While I hadn't seen the person under investigation for years, my memories of him and of some of the things he'd done scared me. For example, when we were young teens, he threatened to bury me alive over a disagreement. He even dug a hole to demonstrate his intent. I knew that if I were to cooperate with this investigation, my testimony would not be anonymous. As a mother of two children living on an isolated farm, that left me with misgivings.
There was also another consideration. A neighbor, herself a retired police officer, suggested that perhaps the investigation could be focused not just on him, but on me, too. "Maybe it's because of stuff you've written," she suggested, mentioning my deep involvement in Brown University's Costs of War Project, which I co-founded as a way of dealing with this country's nightmarish wars of this century.
Indeed, the American version of the twenty-first century, marked by our government's devastating decision to respond to the September 11, 2001, attacks with a Global War on Terror " first in Afghanistan, then Iraq, and then in other countries across the Middle East " has had its grim effects at home as well. It's caused us to turn on one another in confusing ways. After all, terror isn't a place or a people. You can't eradicate it with your military. Instead, as we learned over the last couple of decades, you end up turning those you don't like into enemies in the bloodiest of counterinsurgency wars.
I've researched for years how those wars of ours also helped deepen our domestic inequalities and political divisions, but after all this time, the dynamics still seem mysterious to me. Nonetheless, I hope I can at least share a bit of what I've noticed happening in the conservative, privileged community I grew up in, as well as in the military community I married into.

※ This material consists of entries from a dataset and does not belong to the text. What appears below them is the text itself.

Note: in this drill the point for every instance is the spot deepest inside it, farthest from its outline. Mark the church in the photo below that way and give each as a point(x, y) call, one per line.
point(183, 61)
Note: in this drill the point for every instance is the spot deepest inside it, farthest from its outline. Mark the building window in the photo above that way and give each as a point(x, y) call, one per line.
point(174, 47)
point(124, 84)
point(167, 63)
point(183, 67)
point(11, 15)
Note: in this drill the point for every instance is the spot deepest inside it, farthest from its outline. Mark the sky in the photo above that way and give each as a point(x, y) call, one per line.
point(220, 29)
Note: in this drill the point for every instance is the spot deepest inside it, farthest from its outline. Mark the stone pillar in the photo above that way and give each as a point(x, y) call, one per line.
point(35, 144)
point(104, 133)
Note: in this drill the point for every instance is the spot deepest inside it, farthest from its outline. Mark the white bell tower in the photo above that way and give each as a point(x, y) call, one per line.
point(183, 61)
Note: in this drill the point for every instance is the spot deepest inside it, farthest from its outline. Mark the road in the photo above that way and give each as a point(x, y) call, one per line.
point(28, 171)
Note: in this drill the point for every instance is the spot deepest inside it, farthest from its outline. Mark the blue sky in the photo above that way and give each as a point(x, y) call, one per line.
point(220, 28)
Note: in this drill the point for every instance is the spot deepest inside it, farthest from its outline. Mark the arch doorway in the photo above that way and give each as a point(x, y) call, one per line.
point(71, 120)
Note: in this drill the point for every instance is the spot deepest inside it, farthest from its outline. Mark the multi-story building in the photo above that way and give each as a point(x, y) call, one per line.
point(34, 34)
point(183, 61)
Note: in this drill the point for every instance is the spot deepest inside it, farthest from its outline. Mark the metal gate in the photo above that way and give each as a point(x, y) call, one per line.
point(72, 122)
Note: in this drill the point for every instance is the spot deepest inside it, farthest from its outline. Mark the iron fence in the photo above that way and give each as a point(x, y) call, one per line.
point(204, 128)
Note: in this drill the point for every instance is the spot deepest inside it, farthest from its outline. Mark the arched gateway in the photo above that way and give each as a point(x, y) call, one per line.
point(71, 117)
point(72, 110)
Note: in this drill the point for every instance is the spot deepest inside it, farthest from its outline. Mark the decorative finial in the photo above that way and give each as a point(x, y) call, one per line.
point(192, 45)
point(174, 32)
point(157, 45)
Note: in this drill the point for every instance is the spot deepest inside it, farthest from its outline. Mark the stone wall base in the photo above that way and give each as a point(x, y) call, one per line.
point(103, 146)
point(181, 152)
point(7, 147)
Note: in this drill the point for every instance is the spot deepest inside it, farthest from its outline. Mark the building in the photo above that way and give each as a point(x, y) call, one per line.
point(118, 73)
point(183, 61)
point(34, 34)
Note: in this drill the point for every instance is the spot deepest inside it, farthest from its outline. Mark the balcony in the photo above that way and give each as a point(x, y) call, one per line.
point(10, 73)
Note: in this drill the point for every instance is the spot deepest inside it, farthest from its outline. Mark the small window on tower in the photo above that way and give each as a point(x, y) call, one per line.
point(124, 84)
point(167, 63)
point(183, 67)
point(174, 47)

Around the time I co-founded the Costs of War Project in the early 2010s, I fell in love with a career military officer. Our multitrillion-dollar wars were then in full swing. At home, the names of young Blacks killed by our police forces, ever more ominously armed off the country's battlefields, were just seeping into wider public consciousness as was a right-wing political backlash against prosecutions of the police. Anti-government extremist militias like the Oath Keepers and the Three Percenters, some of whom would storm the Capitol on January 6, 2021, to try to violently block the certification of an elected president, were already seething about the supposed executive overreach of the Obama administration and that Black president's alleged foreign birth. But back then, those guys all seemed " to me at least " very much a part of America's fringe.